I let my mind wander back to two months ago when the sexiest man ever created by God’s hand cornered me in his mom’s kitchen during a family dinner I was attending, because my sister is now engaged to his brother, Gray.

“What the fuck happened to your arm?” His insinuation pisses me off, even if it is somewhat true. Finn and I were arguing yesterday and he grabbed me a little too hard, leaving several dark bruises on my bicep that were clearly finger marks. It’s the first time it’s happened and it will be the last. I meant to throw on a long-sleeved shirt to avoid questions and speculation, but we were already running late and I forgot.

“None of your goddamn business.”

He steps closer, clearly not understanding the rules of one’s personal space and I have nowhere to escape. I crane my neck at his six-foot-plus height, glaring into his stormy and mesmerizing blue eyes. They remind me of dark pools of warm water. With every inhalation, my lungs fill with his manly scent and citrusy cologne and my mouth waters remembering what his skin tasted like, how his lips felt on mine.

“I don’t like him, Alyse,” he growls.

I would laugh at his bold and unsolicited declaration, but I’m too shocked. “Then lucky for me I don’t really care what you think,” I retort smartly. I had not laid eyes on the enigmatic Asher Colloway in years, so how dare he judge my boyfriend. Only
I
get to call him a douchebag loser.

“If he hurts you, I’ll fucking kill him.”

“What? Asher, it’s not like that.” And why do you care? I want to ask, but don’t.

“Then what
is
it like?”

“Why do you care?” Whoops, guess it slipped out.

His heated eyes roam my face. His perfect pink lips part as though he’s about to speak but doesn’t. He’s so close now, I can feel every hot breath wash over my face and the warmth from his body soaking into mine. I inwardly groan. While my boyfriend is outside smoking God knows what, I’m getting impossibly turned on by another man.

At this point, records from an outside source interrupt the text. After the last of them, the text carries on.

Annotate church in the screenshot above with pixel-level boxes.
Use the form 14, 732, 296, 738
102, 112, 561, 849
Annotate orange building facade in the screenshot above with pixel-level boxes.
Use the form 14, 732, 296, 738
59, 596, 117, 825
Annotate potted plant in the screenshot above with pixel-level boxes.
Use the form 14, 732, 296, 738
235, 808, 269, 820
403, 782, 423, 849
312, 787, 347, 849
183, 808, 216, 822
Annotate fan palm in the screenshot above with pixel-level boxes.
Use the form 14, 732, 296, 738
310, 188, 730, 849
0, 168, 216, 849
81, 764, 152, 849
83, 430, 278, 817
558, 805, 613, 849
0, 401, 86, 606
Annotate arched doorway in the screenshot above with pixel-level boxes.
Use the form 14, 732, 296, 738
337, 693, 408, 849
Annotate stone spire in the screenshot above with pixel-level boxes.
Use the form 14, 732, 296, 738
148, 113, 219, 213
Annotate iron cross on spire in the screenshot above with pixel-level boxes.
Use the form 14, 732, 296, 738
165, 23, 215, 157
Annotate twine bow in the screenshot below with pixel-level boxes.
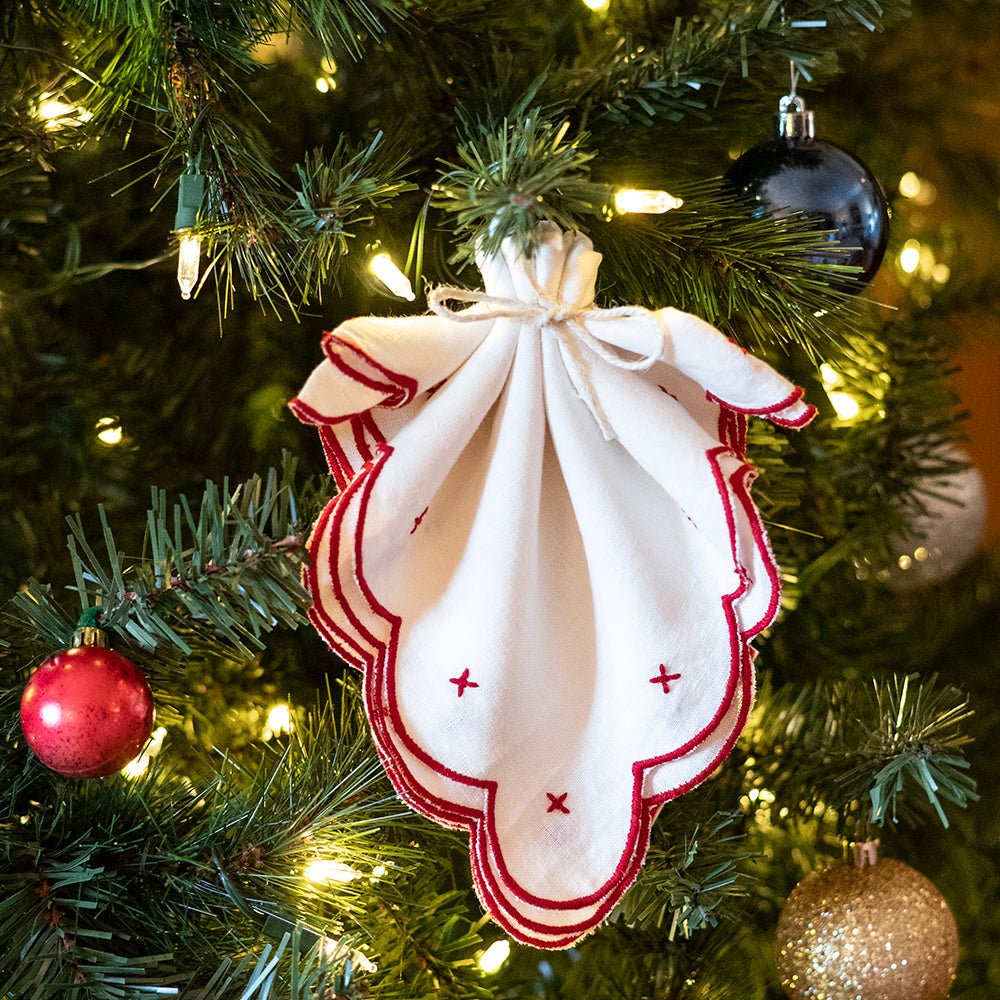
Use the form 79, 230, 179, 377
427, 285, 662, 441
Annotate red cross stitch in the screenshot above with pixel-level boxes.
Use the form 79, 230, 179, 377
649, 663, 680, 694
448, 667, 479, 698
545, 792, 569, 813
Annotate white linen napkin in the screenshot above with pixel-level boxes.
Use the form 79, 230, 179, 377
290, 224, 813, 947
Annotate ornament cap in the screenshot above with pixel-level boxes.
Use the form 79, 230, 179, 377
851, 840, 879, 868
774, 94, 816, 139
73, 625, 108, 649
73, 606, 108, 649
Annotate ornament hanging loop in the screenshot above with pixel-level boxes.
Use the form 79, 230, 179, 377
775, 89, 816, 139
73, 607, 108, 649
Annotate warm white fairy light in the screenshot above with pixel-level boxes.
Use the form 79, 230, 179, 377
899, 240, 920, 274
478, 941, 510, 975
615, 188, 684, 215
120, 726, 167, 778
899, 170, 923, 198
368, 253, 416, 302
819, 361, 844, 386
38, 94, 94, 131
321, 937, 378, 972
261, 704, 292, 740
94, 417, 125, 448
931, 263, 951, 285
177, 233, 201, 299
302, 858, 370, 884
826, 392, 861, 421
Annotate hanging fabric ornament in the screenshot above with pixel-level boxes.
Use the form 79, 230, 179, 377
290, 223, 813, 948
777, 841, 958, 1000
21, 609, 153, 778
726, 94, 889, 292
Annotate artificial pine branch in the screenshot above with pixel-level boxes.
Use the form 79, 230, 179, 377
0, 690, 481, 1000
565, 0, 909, 125
746, 676, 978, 836
4, 456, 309, 659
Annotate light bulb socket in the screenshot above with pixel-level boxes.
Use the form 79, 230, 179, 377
174, 174, 205, 229
774, 94, 816, 139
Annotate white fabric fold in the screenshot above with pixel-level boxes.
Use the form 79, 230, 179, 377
291, 219, 811, 947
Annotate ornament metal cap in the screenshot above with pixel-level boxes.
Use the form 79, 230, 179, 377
73, 607, 108, 649
851, 840, 879, 868
774, 94, 816, 139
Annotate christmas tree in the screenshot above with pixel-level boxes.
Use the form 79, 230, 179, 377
0, 0, 1000, 1000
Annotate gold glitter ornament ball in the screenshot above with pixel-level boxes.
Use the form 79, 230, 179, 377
778, 859, 958, 1000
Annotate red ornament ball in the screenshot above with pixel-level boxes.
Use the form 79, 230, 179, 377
21, 646, 153, 778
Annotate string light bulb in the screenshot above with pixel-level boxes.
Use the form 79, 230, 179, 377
261, 704, 292, 740
94, 417, 125, 448
478, 940, 510, 975
368, 253, 416, 302
174, 169, 205, 300
899, 240, 920, 274
615, 188, 684, 215
826, 392, 861, 423
37, 94, 94, 132
302, 858, 370, 884
119, 726, 167, 778
177, 233, 201, 301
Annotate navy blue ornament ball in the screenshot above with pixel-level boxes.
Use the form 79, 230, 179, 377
726, 97, 889, 292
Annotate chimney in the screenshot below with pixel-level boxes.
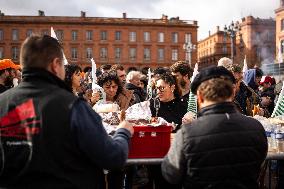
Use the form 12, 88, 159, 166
81, 11, 86, 18
38, 10, 45, 16
122, 12, 127, 18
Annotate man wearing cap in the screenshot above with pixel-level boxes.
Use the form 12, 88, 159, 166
170, 61, 193, 102
162, 66, 267, 188
0, 35, 134, 189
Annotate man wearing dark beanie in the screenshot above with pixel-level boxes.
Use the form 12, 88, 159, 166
162, 66, 268, 189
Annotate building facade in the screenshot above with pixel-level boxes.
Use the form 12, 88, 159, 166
275, 0, 284, 63
240, 16, 276, 68
198, 16, 275, 68
197, 26, 231, 68
0, 11, 198, 68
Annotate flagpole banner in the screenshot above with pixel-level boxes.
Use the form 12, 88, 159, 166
243, 56, 248, 73
147, 68, 153, 100
271, 81, 284, 117
187, 63, 198, 116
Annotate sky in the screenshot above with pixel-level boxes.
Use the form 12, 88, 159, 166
0, 0, 280, 40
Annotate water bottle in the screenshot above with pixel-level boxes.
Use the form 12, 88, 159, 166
270, 127, 277, 150
275, 125, 284, 152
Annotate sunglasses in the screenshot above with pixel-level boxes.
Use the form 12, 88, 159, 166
156, 86, 168, 92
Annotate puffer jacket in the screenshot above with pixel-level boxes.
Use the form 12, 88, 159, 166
162, 102, 268, 189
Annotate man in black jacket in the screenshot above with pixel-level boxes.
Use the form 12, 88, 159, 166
0, 36, 133, 189
162, 66, 267, 189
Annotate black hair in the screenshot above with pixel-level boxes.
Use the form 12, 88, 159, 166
153, 67, 170, 76
64, 64, 82, 91
170, 61, 193, 79
255, 68, 263, 77
98, 71, 122, 100
157, 73, 181, 98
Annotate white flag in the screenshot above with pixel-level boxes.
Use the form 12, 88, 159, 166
277, 42, 283, 63
50, 27, 68, 65
271, 81, 284, 117
91, 58, 97, 84
243, 56, 248, 73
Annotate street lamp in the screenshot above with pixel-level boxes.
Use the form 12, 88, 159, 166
183, 41, 196, 65
224, 21, 241, 63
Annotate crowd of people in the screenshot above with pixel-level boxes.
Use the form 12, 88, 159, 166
0, 35, 280, 188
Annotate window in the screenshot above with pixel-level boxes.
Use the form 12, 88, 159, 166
158, 32, 165, 43
101, 31, 107, 40
0, 30, 4, 41
86, 47, 93, 58
71, 30, 78, 41
27, 29, 33, 37
55, 30, 64, 41
0, 47, 4, 59
12, 29, 19, 41
144, 48, 151, 60
86, 30, 93, 41
158, 49, 165, 61
280, 40, 284, 54
223, 33, 227, 43
256, 47, 261, 60
71, 47, 78, 59
100, 47, 107, 59
129, 32, 136, 42
115, 48, 121, 59
184, 33, 191, 43
129, 48, 136, 60
255, 32, 261, 43
172, 32, 178, 43
12, 47, 19, 60
144, 32, 150, 42
172, 49, 178, 61
41, 30, 49, 35
115, 31, 121, 41
222, 46, 228, 54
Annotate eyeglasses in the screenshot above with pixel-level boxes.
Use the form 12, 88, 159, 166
156, 86, 168, 92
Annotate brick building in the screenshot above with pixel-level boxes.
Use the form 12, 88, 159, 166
197, 26, 231, 68
198, 16, 275, 68
0, 11, 198, 68
237, 16, 276, 68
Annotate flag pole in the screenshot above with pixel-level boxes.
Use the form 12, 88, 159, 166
187, 63, 198, 117
271, 81, 284, 117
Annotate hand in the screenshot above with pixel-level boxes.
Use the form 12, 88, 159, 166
182, 112, 195, 125
117, 121, 134, 136
256, 108, 264, 116
91, 92, 101, 103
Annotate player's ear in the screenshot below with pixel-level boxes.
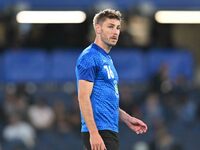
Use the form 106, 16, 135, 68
95, 24, 101, 34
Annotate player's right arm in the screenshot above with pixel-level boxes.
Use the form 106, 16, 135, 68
78, 80, 106, 150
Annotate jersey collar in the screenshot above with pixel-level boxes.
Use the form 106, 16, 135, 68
92, 43, 108, 56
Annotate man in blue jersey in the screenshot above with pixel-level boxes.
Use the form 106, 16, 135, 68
76, 9, 147, 150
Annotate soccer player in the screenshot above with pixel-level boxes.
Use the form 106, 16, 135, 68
76, 9, 147, 150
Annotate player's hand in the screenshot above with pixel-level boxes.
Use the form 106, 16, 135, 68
90, 133, 106, 150
126, 116, 148, 134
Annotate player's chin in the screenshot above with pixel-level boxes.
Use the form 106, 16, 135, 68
109, 41, 117, 46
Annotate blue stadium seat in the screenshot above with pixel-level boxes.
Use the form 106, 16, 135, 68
111, 50, 147, 82
4, 50, 47, 82
146, 51, 194, 80
0, 55, 5, 83
49, 50, 80, 81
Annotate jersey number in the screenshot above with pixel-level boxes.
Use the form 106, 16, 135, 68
104, 65, 114, 79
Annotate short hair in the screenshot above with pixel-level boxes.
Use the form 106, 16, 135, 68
93, 9, 122, 26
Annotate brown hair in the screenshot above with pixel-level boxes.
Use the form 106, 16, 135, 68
93, 9, 122, 26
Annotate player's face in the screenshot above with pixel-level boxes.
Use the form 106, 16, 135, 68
100, 19, 121, 46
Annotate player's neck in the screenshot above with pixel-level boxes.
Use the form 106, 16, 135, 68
94, 39, 112, 53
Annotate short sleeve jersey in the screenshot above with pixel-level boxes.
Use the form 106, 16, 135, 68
76, 43, 119, 132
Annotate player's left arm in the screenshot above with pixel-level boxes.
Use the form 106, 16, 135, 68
119, 108, 148, 134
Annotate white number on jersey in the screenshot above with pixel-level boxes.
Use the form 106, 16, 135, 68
104, 65, 114, 79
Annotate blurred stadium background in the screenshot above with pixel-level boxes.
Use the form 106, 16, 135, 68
0, 0, 200, 150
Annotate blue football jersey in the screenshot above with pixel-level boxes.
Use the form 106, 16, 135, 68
76, 43, 119, 132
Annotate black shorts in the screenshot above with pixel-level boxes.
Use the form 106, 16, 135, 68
82, 130, 119, 150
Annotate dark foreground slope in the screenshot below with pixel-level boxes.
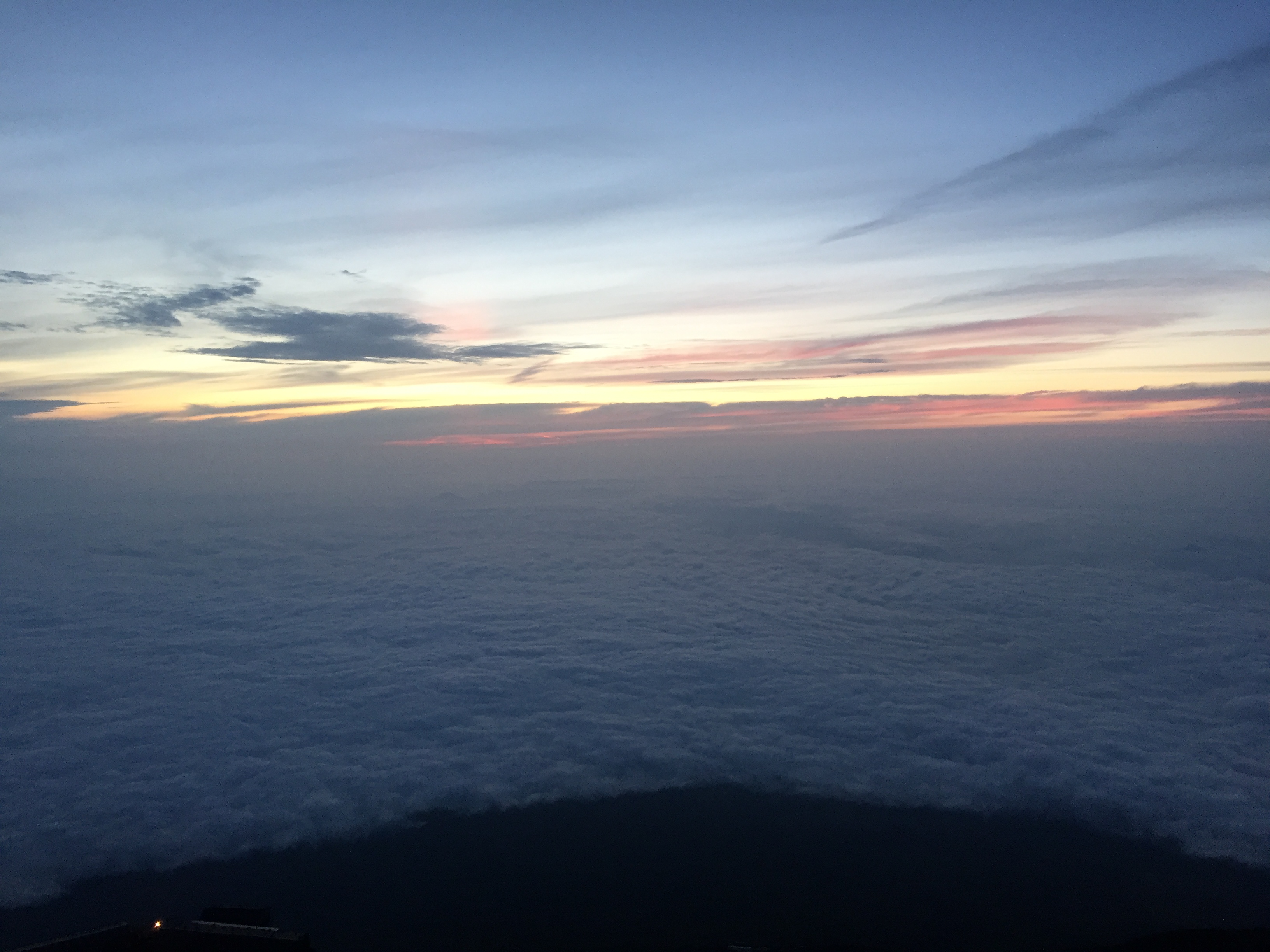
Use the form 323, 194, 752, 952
0, 787, 1270, 952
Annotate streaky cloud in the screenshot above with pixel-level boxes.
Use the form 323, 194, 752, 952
67, 278, 260, 332
378, 381, 1270, 447
826, 43, 1270, 241
544, 312, 1177, 383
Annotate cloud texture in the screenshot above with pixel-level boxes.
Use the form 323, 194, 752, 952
0, 422, 1270, 903
828, 44, 1270, 241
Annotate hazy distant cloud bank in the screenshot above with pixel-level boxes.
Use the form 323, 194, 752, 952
0, 431, 1270, 903
193, 307, 565, 362
71, 278, 260, 330
828, 44, 1270, 241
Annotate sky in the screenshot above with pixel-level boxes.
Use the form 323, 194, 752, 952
0, 0, 1270, 919
0, 0, 1270, 431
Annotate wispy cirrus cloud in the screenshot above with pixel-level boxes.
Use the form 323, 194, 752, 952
51, 277, 589, 363
826, 43, 1270, 241
0, 270, 61, 284
388, 382, 1270, 447
191, 307, 581, 363
542, 313, 1176, 383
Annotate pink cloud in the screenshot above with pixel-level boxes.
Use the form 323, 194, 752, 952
540, 315, 1176, 383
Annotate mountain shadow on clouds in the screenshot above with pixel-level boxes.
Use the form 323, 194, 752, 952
70, 278, 260, 331
0, 786, 1270, 952
65, 279, 582, 363
826, 43, 1270, 241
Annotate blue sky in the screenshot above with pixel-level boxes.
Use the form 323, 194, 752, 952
0, 3, 1270, 416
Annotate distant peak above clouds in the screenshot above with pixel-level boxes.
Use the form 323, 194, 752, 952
826, 43, 1270, 241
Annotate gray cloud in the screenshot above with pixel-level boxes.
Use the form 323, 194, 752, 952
0, 270, 60, 284
191, 307, 568, 363
827, 44, 1270, 241
0, 400, 82, 419
67, 278, 260, 331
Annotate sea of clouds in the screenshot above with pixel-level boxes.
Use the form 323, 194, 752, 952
0, 423, 1270, 905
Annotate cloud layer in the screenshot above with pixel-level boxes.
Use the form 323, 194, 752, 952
828, 44, 1270, 241
0, 423, 1270, 903
54, 279, 581, 363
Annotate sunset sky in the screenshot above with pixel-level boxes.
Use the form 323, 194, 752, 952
0, 0, 1270, 442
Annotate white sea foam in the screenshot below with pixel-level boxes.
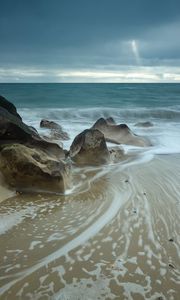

I haven’t been this wet for Finn in months, despite his best efforts.

Asher slowly runs the back of his index finger down my bare arm, gently circling my bruises. Chills and fire break out in its wake. My mind swirls with confusion at both this conversation and my body’s involuntary reaction to this man after all these years. I can see the mature Alyse is just as affected by him as the immature one. “Because I hate to see a beautiful woman get abused,” he finally replies in a low, raspy voice.

Scarlet curtains descend. Maybe his concern should make me feel good or cared for, but all it does is send hot rage firing through my veins. It’s clear to me that Asher thinks I’m letting myself be used as a punching bag by some asshole and that’s the furthest thing from the truth. I am nobody’s bitch.